Lewis Grassic Gibbon – Sunset Song (1932)

100 Best Scottish Books of all Time
I read Sunset Song first when I was 16 at Inverness High School. I picked it up grudgingly because it looked like a girls’ book, like we were being made to read a soppy classic; it had a line-drawing of a windswept girl on the front which had put me off considerably. I started it resentfully, and became more and more amazed. It was about near where we lived. At that point nothing else was about near where we lived. Chris Guthrie, the main character, wasn’t just Scottish, she was actually a Highlander who, astonishingly, liked books. It sounded like nothing else I’d ever read, and at the same time sounded weirdly like the northern-Scottish-English words and syntax we all helplessly spoke. I read way past the place we were supposed to read to for school, and by the end of the next day I’d finished the book.

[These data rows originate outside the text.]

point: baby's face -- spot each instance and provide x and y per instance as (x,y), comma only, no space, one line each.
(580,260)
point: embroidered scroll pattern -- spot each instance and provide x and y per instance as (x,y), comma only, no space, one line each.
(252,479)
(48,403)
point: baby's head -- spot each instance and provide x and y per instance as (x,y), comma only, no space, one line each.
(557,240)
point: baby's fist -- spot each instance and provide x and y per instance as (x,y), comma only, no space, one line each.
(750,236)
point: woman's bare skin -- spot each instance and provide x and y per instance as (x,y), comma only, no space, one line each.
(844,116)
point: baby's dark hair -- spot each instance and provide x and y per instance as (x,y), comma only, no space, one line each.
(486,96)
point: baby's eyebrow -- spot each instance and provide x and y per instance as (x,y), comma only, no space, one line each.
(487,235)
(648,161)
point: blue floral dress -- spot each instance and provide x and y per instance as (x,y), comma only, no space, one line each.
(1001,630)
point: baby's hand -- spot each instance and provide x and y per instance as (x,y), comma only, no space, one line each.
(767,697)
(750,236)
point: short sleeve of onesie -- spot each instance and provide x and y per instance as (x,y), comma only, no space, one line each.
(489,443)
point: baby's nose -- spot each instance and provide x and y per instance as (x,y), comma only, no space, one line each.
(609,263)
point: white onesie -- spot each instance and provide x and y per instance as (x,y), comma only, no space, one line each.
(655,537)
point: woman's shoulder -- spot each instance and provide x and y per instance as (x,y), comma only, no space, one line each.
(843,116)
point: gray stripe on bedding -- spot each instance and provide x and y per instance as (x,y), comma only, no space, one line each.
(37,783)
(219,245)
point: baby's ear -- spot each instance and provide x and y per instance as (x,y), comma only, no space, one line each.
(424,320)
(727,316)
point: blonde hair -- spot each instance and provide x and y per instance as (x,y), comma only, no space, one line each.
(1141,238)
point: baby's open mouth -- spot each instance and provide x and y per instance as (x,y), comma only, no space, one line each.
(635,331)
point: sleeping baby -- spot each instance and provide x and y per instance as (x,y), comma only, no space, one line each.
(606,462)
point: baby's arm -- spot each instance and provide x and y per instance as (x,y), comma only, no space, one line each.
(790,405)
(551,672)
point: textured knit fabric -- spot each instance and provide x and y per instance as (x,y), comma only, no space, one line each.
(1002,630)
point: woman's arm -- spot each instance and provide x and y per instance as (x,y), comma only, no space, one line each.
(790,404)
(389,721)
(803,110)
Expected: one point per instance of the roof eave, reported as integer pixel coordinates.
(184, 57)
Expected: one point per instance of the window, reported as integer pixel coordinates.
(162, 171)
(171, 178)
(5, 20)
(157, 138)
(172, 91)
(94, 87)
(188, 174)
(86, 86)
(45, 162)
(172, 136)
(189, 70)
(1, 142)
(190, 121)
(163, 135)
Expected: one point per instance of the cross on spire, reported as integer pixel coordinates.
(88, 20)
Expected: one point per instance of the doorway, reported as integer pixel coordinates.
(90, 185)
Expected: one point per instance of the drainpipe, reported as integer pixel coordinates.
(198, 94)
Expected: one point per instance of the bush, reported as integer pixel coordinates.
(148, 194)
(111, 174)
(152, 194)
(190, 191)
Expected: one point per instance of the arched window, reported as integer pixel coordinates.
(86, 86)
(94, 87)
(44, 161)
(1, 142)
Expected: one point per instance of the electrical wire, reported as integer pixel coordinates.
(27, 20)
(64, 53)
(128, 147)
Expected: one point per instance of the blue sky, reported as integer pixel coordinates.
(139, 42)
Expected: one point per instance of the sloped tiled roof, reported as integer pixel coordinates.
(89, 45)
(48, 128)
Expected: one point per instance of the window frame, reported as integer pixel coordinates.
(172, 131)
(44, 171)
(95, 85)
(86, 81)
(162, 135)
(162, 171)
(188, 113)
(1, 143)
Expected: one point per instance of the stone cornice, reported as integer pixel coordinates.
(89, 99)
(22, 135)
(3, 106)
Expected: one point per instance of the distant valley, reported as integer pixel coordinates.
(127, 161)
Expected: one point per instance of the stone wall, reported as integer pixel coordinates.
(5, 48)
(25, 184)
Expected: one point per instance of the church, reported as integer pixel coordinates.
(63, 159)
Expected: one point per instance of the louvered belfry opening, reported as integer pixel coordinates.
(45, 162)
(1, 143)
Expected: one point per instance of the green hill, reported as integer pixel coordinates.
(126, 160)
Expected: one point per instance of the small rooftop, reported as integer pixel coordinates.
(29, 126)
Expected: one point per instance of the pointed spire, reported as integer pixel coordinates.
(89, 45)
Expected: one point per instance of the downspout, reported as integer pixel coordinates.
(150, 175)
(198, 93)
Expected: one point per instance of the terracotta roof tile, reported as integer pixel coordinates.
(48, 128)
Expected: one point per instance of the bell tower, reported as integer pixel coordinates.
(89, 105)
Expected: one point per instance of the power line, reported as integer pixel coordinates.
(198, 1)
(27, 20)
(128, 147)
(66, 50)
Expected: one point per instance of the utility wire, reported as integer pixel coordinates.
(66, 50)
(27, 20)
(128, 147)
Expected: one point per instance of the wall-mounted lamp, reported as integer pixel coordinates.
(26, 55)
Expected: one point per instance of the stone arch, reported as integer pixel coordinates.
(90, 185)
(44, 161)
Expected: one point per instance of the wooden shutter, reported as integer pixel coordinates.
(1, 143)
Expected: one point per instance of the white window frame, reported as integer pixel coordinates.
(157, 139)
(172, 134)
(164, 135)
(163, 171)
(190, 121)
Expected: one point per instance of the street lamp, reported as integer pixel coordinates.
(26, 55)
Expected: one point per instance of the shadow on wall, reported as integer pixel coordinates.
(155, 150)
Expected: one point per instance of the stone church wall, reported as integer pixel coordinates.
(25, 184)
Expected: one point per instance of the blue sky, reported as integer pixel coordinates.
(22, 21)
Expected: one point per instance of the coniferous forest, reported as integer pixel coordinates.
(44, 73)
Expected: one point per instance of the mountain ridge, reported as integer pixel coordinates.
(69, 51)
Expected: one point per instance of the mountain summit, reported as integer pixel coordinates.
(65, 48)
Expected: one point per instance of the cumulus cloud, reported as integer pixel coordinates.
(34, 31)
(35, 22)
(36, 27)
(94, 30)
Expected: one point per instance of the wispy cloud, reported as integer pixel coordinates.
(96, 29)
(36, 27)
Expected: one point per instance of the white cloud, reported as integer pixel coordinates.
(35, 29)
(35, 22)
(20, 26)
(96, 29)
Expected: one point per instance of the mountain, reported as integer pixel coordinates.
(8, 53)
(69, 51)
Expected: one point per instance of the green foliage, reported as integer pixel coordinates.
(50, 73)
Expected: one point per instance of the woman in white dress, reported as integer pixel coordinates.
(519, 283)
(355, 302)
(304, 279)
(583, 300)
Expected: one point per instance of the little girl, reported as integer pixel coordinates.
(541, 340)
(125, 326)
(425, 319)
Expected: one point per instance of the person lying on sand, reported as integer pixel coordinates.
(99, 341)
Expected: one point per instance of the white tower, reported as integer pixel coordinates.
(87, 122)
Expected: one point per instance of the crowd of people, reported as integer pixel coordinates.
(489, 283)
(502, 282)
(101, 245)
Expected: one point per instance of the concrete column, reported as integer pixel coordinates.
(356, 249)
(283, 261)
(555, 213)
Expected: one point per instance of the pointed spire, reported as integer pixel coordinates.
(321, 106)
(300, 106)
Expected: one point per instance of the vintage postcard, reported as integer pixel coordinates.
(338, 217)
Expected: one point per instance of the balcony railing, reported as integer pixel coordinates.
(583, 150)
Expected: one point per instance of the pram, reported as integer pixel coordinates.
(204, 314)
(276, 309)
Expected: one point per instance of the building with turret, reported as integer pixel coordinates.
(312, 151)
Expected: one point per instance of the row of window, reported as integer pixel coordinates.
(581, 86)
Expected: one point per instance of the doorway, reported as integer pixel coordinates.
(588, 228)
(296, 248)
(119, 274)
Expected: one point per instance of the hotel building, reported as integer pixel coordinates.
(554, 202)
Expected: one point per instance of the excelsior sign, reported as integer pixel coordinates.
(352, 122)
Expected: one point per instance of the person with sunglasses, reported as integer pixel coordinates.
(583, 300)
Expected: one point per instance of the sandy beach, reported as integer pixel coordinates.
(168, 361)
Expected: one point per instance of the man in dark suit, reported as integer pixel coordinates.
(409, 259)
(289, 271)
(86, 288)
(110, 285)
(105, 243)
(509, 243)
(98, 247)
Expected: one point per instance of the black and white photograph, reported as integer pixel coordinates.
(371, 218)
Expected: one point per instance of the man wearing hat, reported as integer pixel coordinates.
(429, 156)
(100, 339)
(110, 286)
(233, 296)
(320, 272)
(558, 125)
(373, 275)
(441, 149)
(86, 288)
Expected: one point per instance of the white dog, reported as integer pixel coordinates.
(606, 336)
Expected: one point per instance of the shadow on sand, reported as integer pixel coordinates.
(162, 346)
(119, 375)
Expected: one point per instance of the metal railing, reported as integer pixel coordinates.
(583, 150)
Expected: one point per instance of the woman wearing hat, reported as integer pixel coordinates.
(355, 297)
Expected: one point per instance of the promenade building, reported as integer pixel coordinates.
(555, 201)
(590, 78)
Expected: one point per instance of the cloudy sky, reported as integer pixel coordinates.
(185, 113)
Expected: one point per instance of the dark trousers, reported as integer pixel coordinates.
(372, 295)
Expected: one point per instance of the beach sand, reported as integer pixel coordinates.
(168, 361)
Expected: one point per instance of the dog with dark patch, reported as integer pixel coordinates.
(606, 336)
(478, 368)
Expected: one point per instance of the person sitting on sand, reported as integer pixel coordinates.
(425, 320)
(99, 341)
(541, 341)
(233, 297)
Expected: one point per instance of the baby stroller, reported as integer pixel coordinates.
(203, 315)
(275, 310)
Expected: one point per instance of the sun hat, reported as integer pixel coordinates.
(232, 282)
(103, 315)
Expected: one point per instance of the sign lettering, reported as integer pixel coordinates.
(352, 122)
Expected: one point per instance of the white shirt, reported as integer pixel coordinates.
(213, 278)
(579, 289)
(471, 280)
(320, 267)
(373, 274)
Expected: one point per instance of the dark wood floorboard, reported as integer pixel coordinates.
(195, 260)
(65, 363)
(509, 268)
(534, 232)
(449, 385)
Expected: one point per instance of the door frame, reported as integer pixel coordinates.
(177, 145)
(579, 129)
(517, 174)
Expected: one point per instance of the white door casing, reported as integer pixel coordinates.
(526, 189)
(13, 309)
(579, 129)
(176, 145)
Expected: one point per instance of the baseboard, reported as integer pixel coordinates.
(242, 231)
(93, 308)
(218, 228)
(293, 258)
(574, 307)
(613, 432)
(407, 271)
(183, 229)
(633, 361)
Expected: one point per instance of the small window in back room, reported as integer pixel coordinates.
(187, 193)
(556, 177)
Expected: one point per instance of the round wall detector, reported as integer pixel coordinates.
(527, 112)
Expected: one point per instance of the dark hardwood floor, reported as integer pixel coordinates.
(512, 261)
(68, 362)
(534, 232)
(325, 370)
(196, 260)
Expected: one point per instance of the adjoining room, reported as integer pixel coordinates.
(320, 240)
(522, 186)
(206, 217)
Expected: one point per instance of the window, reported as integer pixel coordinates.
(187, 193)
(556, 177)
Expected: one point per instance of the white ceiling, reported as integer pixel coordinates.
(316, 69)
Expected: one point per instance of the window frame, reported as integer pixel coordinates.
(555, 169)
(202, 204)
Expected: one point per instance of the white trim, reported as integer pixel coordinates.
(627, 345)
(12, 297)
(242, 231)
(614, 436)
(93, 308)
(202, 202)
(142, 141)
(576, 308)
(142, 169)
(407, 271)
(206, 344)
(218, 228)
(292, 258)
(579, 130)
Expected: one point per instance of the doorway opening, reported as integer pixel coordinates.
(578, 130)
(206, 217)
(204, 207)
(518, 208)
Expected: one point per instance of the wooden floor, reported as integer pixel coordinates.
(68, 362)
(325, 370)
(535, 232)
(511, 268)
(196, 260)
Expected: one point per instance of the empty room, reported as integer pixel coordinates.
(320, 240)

I’ve just re-read Sunset Song, and its great gripping hybrid of melodrama and realism has left me scorched. There’s Chris again: the self split by country and language; the book-lover who’s also totally sensual, regardless of both the dark, abusive religion of her father (and forefathers) and the she’s-no’-better-than-she-ought-to-be community all round her. And while we’re talking about a sense of liberation, Grassic Gibbon’s language in the Quair freed me to think language could do anything and everything, could be poetic and realist and dark and soaring and local and strange all at once, with sentences longer than breath; but still all about breathing, or how the heart works.
Its real technical (and democratic) achievement is his use of ‘you’ to mean so many things. It means the protagonist, Chris; it means the communal voice, the local folk voice; it means, and includes, all its readers; it signals an openness in the face of things more usually kept closed: selves, communities, localities. Not that Grassic Gibbon isn’t sharp to a too-sentimental reading of his folk-voice: it celebrates the goodness of folk but equally the nastiness and harshness.
Reading Sunset Song this time, I was actually thanking goodness for the comic spite at the centre of its communal voice, a relief from the almost untakeable adolescent richness of this first book of three. It goes for the emotional jugular. It has to; this is how lament works. This is the rightful rich ceremony of loss after the war and the end of a kind of innocence.
Further reading: Cloud Howe (1933) and Grey Granite (1934) are the further installments in the Scots Quair, which take Chris to the cold, hard city of Aberdeen.